The U.S.-Born labor force will shrink over the next decade

Report • By Josh Bivens • October 7, 2025

Introduction

It is often underrecognized how much population aging is currently reducing the growth rate of the U.S. labor force and will continue to pull it down in coming decades. The share of the population that is over the age of 65 (when labor force participation tends to take a steep fall on average) is rising rapidly. This share was 12.4% in 2007, 17.9% in 2024, and will hit 21.2% by 2035 (CBO 2025b). A recent EPI report (Gould et al. 2025) assessed trends in U.S. labor force participation and reviewed the research literature about their drivers and the potential effects of policy changes on these trends. One upshot of this research literature is that even the most ambitious policies to boost the labor force participation rate of the current U.S. workforce would not materially change these trends.

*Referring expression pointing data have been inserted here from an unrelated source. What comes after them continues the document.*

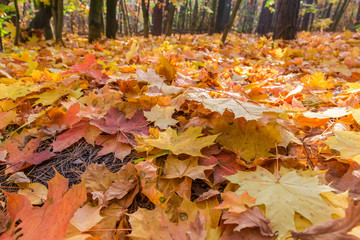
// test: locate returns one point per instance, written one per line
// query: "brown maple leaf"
(51, 220)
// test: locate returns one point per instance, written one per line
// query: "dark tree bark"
(231, 21)
(17, 13)
(170, 19)
(306, 18)
(212, 17)
(57, 7)
(338, 15)
(265, 20)
(126, 13)
(111, 22)
(157, 18)
(223, 15)
(194, 17)
(250, 15)
(95, 19)
(124, 21)
(286, 15)
(145, 9)
(182, 17)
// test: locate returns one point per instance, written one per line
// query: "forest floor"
(183, 138)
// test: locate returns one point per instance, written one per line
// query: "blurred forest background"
(52, 19)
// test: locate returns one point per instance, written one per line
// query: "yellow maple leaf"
(189, 142)
(285, 196)
(132, 52)
(317, 81)
(161, 116)
(347, 143)
(10, 27)
(251, 141)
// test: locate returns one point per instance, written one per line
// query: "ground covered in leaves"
(183, 138)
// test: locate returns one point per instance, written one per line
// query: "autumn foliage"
(254, 139)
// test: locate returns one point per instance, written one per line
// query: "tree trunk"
(201, 24)
(126, 13)
(111, 22)
(57, 7)
(265, 20)
(157, 19)
(250, 15)
(306, 18)
(17, 23)
(286, 14)
(339, 14)
(95, 19)
(126, 32)
(145, 9)
(194, 17)
(1, 45)
(170, 18)
(223, 15)
(358, 16)
(231, 21)
(212, 17)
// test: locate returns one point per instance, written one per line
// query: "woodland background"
(193, 119)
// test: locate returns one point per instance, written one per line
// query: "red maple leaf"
(115, 122)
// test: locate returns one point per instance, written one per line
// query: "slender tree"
(194, 17)
(145, 9)
(306, 18)
(111, 22)
(95, 19)
(42, 20)
(203, 14)
(251, 7)
(1, 45)
(223, 15)
(170, 19)
(17, 13)
(212, 17)
(265, 19)
(231, 21)
(57, 7)
(286, 15)
(339, 13)
(358, 16)
(157, 18)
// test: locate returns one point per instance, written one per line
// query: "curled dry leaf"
(334, 229)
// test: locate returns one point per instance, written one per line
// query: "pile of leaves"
(254, 139)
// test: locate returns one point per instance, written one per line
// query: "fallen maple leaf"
(35, 192)
(347, 143)
(80, 130)
(189, 142)
(155, 225)
(18, 157)
(235, 203)
(161, 116)
(285, 196)
(249, 141)
(175, 168)
(334, 229)
(59, 208)
(111, 144)
(105, 185)
(86, 217)
(115, 123)
(251, 218)
(249, 111)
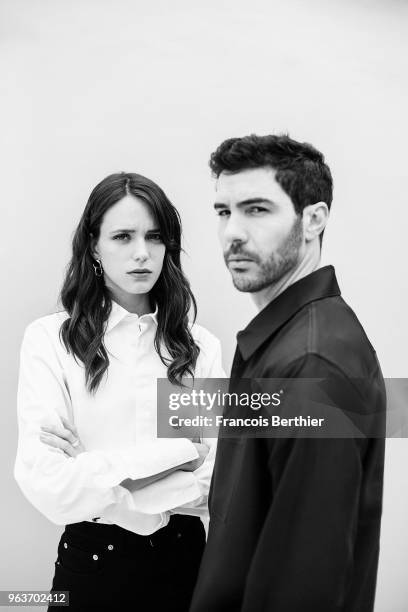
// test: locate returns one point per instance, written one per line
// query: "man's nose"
(234, 231)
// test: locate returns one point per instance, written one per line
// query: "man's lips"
(237, 258)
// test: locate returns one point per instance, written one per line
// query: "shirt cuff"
(177, 489)
(125, 514)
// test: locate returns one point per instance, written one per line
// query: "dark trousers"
(105, 566)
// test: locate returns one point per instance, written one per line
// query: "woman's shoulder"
(49, 324)
(202, 336)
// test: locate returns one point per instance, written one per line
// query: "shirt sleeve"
(187, 492)
(67, 489)
(305, 552)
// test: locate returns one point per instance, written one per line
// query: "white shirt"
(116, 425)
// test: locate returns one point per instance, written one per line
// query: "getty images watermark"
(317, 408)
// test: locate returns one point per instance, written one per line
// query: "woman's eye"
(156, 237)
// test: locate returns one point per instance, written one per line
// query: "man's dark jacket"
(295, 522)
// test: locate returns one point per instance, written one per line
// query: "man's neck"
(308, 264)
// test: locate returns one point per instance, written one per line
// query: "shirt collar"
(118, 313)
(319, 284)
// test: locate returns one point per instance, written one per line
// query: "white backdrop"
(91, 87)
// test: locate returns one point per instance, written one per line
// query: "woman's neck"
(137, 304)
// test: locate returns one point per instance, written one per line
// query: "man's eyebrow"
(132, 231)
(247, 202)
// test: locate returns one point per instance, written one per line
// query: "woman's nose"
(140, 252)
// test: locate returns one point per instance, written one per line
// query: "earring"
(98, 269)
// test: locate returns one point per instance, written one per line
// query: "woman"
(88, 456)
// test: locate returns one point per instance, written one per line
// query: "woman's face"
(130, 248)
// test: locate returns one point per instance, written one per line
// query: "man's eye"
(156, 237)
(256, 209)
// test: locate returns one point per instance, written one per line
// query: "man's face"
(260, 233)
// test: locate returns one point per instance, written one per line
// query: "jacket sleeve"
(67, 489)
(304, 556)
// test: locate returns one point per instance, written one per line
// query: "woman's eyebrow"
(132, 230)
(129, 231)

Any decline in labor force growth necessarily leads to a decline in the rate of growth of gross domestic product (GDP). GDP is the product of the number of hours worked in an economy multiplied by productivity (the average amount of output generated in an hour of work). If the number of work hours falls because the labor force shrinks, this essentially translates one-for-one into slower aggregate growth. Policymakers who do not want to see the pace of GDP growth shrink relative to the past history of U.S. growth really only have one option: allowing larger flows of immigration. Absent this, other policies to boost the U.S. labor force—while they might be wise along many margins—will not restore overall GDP growth to anywhere near its historic pace. In the rest of this policy brief, we lay out some of the larger trends in U.S. labor force growth and the implications of population aging for the future path of the labor force and economic growth.

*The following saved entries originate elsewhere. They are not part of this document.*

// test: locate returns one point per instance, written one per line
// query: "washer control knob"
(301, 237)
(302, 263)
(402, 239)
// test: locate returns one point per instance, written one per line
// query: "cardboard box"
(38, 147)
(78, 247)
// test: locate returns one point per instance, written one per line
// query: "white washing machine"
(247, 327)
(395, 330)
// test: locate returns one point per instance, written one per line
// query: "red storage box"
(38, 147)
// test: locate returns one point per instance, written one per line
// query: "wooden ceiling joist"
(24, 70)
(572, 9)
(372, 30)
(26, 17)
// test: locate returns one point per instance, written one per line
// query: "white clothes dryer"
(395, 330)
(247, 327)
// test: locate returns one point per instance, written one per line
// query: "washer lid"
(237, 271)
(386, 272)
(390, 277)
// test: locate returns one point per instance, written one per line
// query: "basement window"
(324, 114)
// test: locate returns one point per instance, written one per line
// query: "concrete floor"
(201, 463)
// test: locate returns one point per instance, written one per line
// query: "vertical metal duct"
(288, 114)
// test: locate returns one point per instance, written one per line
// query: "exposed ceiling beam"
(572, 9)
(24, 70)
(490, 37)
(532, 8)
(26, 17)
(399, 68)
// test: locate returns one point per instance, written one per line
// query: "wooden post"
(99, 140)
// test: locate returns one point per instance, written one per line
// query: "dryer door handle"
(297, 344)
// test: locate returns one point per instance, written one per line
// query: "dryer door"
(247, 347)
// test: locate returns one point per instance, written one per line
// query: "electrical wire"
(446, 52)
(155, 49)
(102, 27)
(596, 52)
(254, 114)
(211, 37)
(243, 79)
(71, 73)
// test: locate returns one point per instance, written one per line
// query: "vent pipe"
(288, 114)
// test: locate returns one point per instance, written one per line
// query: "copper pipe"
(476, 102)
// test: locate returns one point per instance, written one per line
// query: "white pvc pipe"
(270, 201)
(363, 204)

U.S. labor force growth has slowed a lot in recent decades, and U.S.-Born labor force growth has slowed even more

Figure A shows the average annual growth rate of the overall labor force for a number of historical periods. We pick endpoints for these periods that correspond with business cycle peaks to make sure that sharp cyclical differences are not driving these trends. For two recent periods (2007–2019 and 2019–2024), we also show the average annual growth of just the U.S.-born labor force.

Between 1948 and 1979, labor force growth averaged 1.8% annually. From 1979 to 2007, this pace slowed, but only slightly, averaging 1.4% annually. However, in the two business cycles since 2007, labor force growth averaged just 0.5%–0.6% annual growth. For the two most recent business cycles, we have data on growth in the U.S.-born labor force, and this growth is just 0.3% on average.